Die Bezeichnung Bande ist eine Entlehnung aus dem Französischen bande = „Gruppe, Schar“ und stand ursprünglich für eine Gruppe von Menschen, die sich hinter einer gemeinsamen Fahne (gotisch bandwa „Symbol, Zeichen“) versammeln. Umgangssprachlich wird damit eine Gruppe meist junger Menschen bezeichnet, die zusammen etwas unternehmen, etwa als Rasselbande, Jungenbande oder Mädchenbande. In der Hip-Hop-Szene wird dafür auch der Anglizismus Gang verwendet. Die japanischen Bōsōzoku ähneln den westlichen Tuningklubs.

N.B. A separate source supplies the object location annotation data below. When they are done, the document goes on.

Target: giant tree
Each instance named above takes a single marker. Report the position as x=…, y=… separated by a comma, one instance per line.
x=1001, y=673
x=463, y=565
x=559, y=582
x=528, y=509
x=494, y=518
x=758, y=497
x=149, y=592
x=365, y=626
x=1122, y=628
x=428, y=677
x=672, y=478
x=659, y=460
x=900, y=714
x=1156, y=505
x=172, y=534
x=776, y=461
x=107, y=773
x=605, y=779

Die Bedeutungsverschlechterung zu einer Gruppe von Verbrechern geht vermutlich auf den Einfluss des Wortes Bandit (italienisch bandito für „Verbannter“, „Geächteter“) zurück.[1]

Historische Begriffsprägungen

Anfang des 20. Jahrhunderts wurden Banden häufig mit Söldnern gleichgesetzt. So definierte Meyers Konversationslexikon 1905 „Banden“ als:

„nach Verfall der Feudalkriegsverfassung im Mittelalter die Verbände der durch Werbung etc. zusammengebrachten Mietstruppen. Sie bildeten förmliche Kriegsgewerbsgenossenschaften und erlangten in Italien (condottieri) und Frankreich politische Bedeutung. Nach Ort und Art ihres Auftretens führten sie, namentlich in Frankreich, verschiedene Namen, wie z. B. aventuriers, bandits, brigands, cantatours (sie sangen auf dem Marsch), mille-diables, fendeurs (Eisenfresser), coterels, routiers, roustres, retondeurs etc. Wie schon die Namen besagen, verübten sie vielfache Untaten, und Karl VII. machte ihnen nach Errichtung der Ordonnanzkompagnien ein Ende. Die Bandes unter Ludwig XII. waren schon regelrechter formierte Fußtruppen. In Deutschland waren die B. Vorläufer der Landsknechte.“

Meyers Großes Konversations-Lexikon. Band 2. Leipzig 1905, S. 324.[2]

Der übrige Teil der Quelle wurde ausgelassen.